Bu koşullar altında Şimşek'in "enflasyon beklentileri iyileşiyor" söylemi toplum içinde güven oluşturmadığı gibi, aksine temel tepki noktalarından biri hâline geliyor.
Asgari ücretliler ve emekliler geçim derdindeyken dar gelirli kesimler, fiyatların düştüğüne inanmak şöyle dursun, sadece artış hızının azaldığını bile hissedemiyorlar.
Bu durum, enflasyon verileri ile halkın günlük deneyimleri arasında giderek genişleyen bir algı kopukluğunu ortaya koyuyor.
Ekonomiyi düzeltmek amacıyla atılan adımlar ise vatandaşların bu ağır koşullardan kurtulmasına yardımcı olmaktan uzak kalıyor.
Borçlanma oranlarındaki dramatik artışlar ve büyüyen bütçe açığı, mevcut ekonomik zorlukları daha da ağırlaştırıyor. Son beş yılda merkezi bütçe borcunun 1 trilyon TL’den 12 trilyon TL’ye çıkması, finansal dengelerin ne kadar bozulduğunun somut bir göstergesi.
İç borçlanmadaki büyük artışlar ve buna bağlı olarak çoğalan iflas dosyaları ile kapanan şirket sayılarındaki yükseliş, ekonomik darboğazın derinleştiğini açıkça ortaya koyuyor.

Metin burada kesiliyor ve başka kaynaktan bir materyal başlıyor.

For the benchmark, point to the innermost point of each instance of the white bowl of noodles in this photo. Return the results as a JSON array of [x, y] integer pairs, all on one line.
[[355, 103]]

Özellikle Temmuz ayında merkezi bütçeye eklenen 583 milyar TL’lik borç miktarı, ekonominin kırılganlığını net bir şekilde gözler önüne seriyor.
Vergi artışları, kamu hizmetlerine yapılan zamlar ve varlık satışları gibi bütçe toparlama girişimleri ise dar kesimleri daha da güç duruma sokarken istenen ekonomik rahatlamayı sağlamaktan uzak duruyor.
Toplum artık kronikleşen bu ekonomik sorunların çözümü için köklü reformların gerekli olduğuna inanıyor.
Ancak mevcut sistemde bu yönde somut adımlar göremiyor ve bu durum eleştirilerin odak noktası hâline geliyor.
Hem ekonomik kalkınma hem de demokrasi özleminin güçlendiği ülkede mevcut politikaların yetersizliği ciddi bir sorgulama konusu yaratıyor.
Genel olarak değerlendirildiğinde, fiyat istikrarına yönelik politikalar ile halkın doğrudan hissettiği ekonomik kriz arasındaki derin uçurumun kapatılabilmesi için üretim sektörü, çiftçilik faaliyetleri ve sanayinin etkili şekilde desteklenmesi gerekiyor.
Bunun yanı sıra yüksek vergilerle mücadelede yapısal reformların kararlılıkla uygulanması kritik önem taşıyor.
Mevcut politikalar sürdürüldüğü takdirde halkın refah hedefine ulaşması şimdilik gerçekçi bir perspektifte yalnızca uzak bir hayal olarak kalacak gibi görünüyor.